Minute autographe d'une lettre autographe adressée à la duchesse d'Angoulême

Paris, 1833, juin, le 5 ou très peu après

RARE ET ÉTONNANT BROUILLON AUTOGRAPHE D’UNE CÉLÈBRE LETTRE À LA DUCHESSE D’ANGOULÊME, À PLEINE PAGE SUR UN PAPIER DE TRÈS GRAND FORMAT.

“QUAND J’AURAI VU HENRI V À CHEVAL À LA TÊTE DES GRANDS DANS LA COUR DES TUILERIES, ALORS JE M’EN IRAI CONTENT À DIEU”

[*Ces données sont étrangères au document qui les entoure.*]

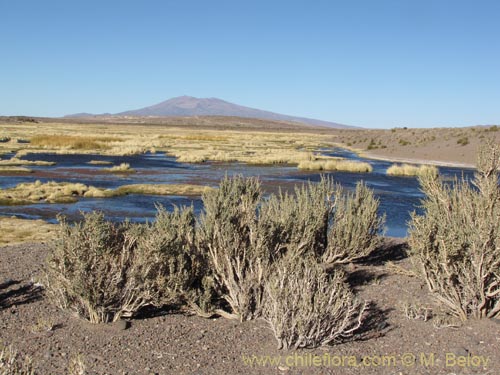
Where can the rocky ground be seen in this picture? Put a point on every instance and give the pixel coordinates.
(403, 333)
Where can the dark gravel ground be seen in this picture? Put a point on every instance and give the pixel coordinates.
(183, 344)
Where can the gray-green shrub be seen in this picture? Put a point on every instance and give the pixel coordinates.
(456, 242)
(229, 235)
(355, 226)
(307, 308)
(245, 236)
(103, 271)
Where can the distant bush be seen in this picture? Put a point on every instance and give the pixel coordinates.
(456, 242)
(306, 307)
(463, 141)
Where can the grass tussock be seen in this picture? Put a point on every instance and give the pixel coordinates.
(63, 192)
(336, 165)
(162, 189)
(412, 170)
(14, 170)
(17, 162)
(99, 162)
(14, 230)
(73, 142)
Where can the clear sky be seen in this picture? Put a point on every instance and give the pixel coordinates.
(373, 63)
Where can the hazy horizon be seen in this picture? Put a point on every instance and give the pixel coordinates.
(371, 64)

1 p. in-folio (340 x 230mm), encre noire avec une dernière ligne au verso

“Madame,

j’ai attendu une occasion sûre pour avoir l’honneur de vous écrire et vous remercier de votre bon accueil pendant mon trop court séjour à Prague. Dites, je vous en prie Madame, aux illustres enfants combien j'ai été touché du souvenir qu'ils m'ont fait donner sur la terre de France. Le petit cachet ne me quitte plus. Je le porte comme un talisman. Mais ce talisman, je ne l’invoque pas pour moi mais pour eux. Quand Mademoiselle sera une grande reine sur quelque trône de l'Europe, quand j'aurai vu Henri V à cheval à la tête des Grands dans la cour des Tuileries, alors je m'en irai content à Dieu”

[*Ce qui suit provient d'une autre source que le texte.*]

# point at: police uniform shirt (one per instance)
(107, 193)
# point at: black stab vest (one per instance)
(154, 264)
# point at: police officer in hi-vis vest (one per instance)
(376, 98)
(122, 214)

PROVENANCE : vente (Dijon, 30 novembre 2015, lot 4, € 3.900) -- Hubert Guerrand-Hermès (Paris, 15 décembre 2023, n° 445, €3.556)

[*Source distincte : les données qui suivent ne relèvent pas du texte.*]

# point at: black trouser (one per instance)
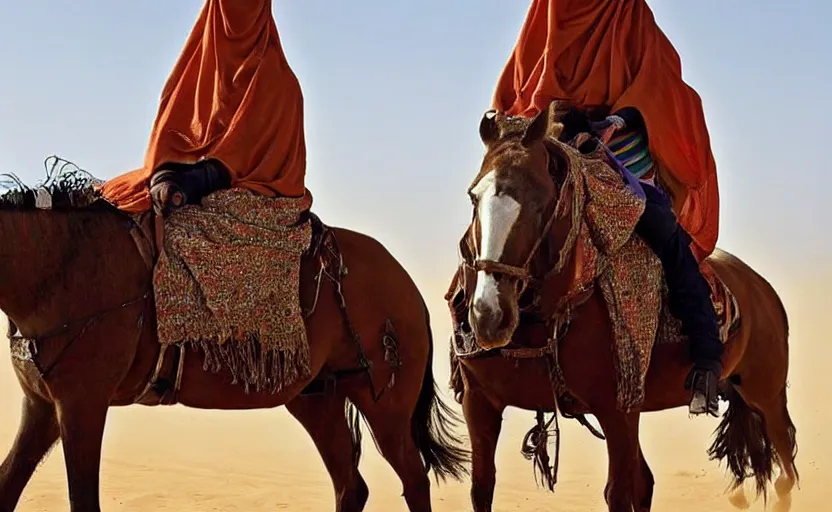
(690, 299)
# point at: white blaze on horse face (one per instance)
(497, 214)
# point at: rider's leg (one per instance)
(689, 297)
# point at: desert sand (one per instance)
(177, 459)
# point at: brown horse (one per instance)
(517, 238)
(73, 281)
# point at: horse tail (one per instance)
(742, 441)
(432, 426)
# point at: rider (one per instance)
(231, 114)
(595, 53)
(626, 137)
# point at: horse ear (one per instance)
(536, 131)
(489, 131)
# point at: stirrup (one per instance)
(704, 393)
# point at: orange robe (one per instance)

Marie-Thérèse de France, veuve du duc d'Angoulême (fils de Charles X), un temps belle-sœur de la duchesse de Berry, veillait alors à l'éducation des enfants de cette dernière, le duc de Bordeaux et la Princesse Louise. Sur le chemin du retour de Prague, une fois revenu en terre française, à Metz, Chateaubriand se vit remettre par Baptiste, valet de la duchesse de Berry, un bijou que lui offraient les enfants royaux. C'était un cachet portant des motifs gravés sur trois faces : une ancre, la devise “Oui, toujours” et la date de leur entrevue.